“Beyond the River brings to life the story of John Rankin and the forgotten heroes of the Ripley, Ohio, line of the Underground Railroad during the fierce "war before the war" between abolitionists and slave chasers along the banks of the Ohio River.
“The decades before the Civil War were rife with sectarian violence along the borders between slave and free states. The Ohio River was one such border, separating the slave state of Kentucky from the free state of Ohio. Here, often closely pursued by slave chasers, runaway slaves tried to make the dangerous crossing into freedom. Waiting to help them achieve their goal was preacher and farmer John Rankin and his associates in Ripley, a town known in Kentucky as "that abolitionist hellhole," on the free side of the Ohio.
“One of the early leaders of the abolitionist movement, Rankin's captivating story began with a series of letters he wrote to persuade his brother in Virginia to abandon slavery. He succeeded, and his letters, collected and published as Letters on American Slavery, became one of the most famous and influential abolitionist documents. (Famed abolitionist William Lloyd Garrison called Rankin his "anti-slavery father.") Rankin and his associates (who included free blacks) were the front line of the anti-slavery movement, passing fugitive slaves along the road to freedom farther north. A sensational trial in Kentucky in the 1830s - described in this book - threatened to expose the Ripley line conductors, but Rankin and his large family continued to rescue runaways, even risking their lives to face down slave chasers. All these events were swirling around the Woodsmalls in Oldham, Jefferson and Shelby Counties.
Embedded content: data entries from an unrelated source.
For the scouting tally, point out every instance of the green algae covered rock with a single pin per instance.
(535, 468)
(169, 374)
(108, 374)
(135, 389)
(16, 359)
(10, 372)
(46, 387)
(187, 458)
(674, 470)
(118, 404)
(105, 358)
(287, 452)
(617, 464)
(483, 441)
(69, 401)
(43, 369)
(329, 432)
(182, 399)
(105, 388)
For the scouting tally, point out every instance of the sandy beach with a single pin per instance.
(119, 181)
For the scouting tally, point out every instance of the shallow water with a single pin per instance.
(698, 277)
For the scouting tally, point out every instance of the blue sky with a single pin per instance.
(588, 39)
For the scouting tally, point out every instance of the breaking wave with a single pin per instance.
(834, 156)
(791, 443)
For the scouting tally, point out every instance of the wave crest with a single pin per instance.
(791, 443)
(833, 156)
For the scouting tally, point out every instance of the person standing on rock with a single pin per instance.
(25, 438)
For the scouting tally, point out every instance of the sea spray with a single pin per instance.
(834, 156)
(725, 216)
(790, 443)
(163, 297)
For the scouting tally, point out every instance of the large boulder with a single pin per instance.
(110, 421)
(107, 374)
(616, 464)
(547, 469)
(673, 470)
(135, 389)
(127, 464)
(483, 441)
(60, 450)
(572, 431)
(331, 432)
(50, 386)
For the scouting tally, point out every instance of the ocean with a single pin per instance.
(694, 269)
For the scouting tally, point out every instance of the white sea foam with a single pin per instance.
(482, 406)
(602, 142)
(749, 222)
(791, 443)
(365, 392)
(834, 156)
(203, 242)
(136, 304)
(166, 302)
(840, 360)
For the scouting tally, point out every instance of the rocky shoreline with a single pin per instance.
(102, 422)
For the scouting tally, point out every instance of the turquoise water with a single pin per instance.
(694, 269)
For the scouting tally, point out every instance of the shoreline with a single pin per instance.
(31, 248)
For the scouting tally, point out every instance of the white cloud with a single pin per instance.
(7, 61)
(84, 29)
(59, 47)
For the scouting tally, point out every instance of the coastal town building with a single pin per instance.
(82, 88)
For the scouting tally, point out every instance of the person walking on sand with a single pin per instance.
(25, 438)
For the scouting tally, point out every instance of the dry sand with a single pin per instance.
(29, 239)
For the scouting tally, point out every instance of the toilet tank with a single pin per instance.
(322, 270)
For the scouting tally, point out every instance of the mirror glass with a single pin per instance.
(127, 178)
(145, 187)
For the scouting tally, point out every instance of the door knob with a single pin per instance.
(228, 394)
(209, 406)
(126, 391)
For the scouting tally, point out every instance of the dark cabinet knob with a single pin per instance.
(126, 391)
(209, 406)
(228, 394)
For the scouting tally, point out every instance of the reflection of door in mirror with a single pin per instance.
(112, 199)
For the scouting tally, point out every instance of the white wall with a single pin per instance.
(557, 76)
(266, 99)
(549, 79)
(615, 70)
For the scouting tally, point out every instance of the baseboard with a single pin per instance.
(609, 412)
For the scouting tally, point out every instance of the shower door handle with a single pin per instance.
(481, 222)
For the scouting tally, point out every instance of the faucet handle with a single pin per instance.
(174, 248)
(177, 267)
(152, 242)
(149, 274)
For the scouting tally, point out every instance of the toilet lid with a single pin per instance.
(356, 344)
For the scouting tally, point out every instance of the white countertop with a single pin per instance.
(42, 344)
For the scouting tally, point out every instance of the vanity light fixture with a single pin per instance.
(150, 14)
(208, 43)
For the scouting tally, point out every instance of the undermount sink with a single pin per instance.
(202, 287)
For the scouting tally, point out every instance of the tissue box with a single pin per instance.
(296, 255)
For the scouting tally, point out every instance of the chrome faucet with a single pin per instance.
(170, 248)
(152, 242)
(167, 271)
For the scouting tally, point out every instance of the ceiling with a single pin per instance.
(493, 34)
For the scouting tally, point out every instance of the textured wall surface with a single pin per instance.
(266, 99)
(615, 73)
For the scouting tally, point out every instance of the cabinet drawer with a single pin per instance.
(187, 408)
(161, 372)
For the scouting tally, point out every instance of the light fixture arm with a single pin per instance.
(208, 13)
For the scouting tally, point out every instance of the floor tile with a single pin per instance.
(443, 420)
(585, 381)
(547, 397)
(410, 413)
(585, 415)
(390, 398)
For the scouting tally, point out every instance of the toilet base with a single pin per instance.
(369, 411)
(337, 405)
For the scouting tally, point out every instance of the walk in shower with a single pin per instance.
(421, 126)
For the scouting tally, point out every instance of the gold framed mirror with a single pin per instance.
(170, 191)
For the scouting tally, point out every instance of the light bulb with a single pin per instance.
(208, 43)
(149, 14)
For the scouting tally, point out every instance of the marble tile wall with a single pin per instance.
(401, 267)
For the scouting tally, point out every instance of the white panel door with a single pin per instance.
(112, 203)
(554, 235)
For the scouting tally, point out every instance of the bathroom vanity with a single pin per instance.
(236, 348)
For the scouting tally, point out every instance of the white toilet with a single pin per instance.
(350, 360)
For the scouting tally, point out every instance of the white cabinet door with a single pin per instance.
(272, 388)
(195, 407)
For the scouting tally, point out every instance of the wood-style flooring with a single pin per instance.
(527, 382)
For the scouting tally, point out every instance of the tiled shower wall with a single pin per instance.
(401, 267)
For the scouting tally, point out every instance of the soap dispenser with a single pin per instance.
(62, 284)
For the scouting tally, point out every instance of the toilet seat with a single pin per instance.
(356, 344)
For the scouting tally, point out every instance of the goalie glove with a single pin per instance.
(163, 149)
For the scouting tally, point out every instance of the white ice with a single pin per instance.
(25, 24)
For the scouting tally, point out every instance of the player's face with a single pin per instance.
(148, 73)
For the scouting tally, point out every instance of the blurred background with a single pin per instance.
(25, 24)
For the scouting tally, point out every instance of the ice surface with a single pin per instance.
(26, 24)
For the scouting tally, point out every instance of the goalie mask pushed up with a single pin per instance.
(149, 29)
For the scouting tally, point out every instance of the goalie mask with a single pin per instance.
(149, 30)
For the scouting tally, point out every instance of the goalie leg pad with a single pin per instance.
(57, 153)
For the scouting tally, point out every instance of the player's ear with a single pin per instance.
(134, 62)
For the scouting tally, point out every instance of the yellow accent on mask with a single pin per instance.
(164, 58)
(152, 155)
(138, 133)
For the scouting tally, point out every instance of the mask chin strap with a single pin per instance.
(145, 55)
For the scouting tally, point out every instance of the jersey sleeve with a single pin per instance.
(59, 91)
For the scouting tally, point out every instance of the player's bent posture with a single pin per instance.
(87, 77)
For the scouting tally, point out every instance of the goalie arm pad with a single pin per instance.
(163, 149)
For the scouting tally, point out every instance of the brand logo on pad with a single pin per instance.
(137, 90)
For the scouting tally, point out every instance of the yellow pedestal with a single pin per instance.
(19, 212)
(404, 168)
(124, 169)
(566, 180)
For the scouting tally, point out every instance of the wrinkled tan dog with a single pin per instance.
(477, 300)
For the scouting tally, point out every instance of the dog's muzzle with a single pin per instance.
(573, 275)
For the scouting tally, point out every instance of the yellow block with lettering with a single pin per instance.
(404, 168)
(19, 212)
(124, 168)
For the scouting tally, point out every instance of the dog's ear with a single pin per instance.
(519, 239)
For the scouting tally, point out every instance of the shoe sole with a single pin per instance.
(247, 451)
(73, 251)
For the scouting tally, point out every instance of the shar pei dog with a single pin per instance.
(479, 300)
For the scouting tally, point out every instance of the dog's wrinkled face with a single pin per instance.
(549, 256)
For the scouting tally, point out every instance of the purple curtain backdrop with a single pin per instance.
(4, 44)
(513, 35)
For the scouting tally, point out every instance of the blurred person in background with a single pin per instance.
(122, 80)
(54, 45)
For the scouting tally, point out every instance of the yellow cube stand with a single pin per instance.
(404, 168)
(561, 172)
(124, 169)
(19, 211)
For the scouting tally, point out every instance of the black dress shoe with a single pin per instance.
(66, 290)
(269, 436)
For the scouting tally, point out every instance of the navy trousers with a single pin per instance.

"Eliza" from the famed book called "Uncle Tom's Cabin" crossed the Ohio River into safety. The story within the book was based upon a true incident which involved a runaway slave who escaped and crossed the Ohio River into Ripley and made her way to freedom.
"Filming began July 21, 2003 in Ripley, on the film Brothers of the Borderland. This film will be shown on an ongoing basis at the new National Underground Railroad Freedom Center now under construction in Cincinnati, Ohio."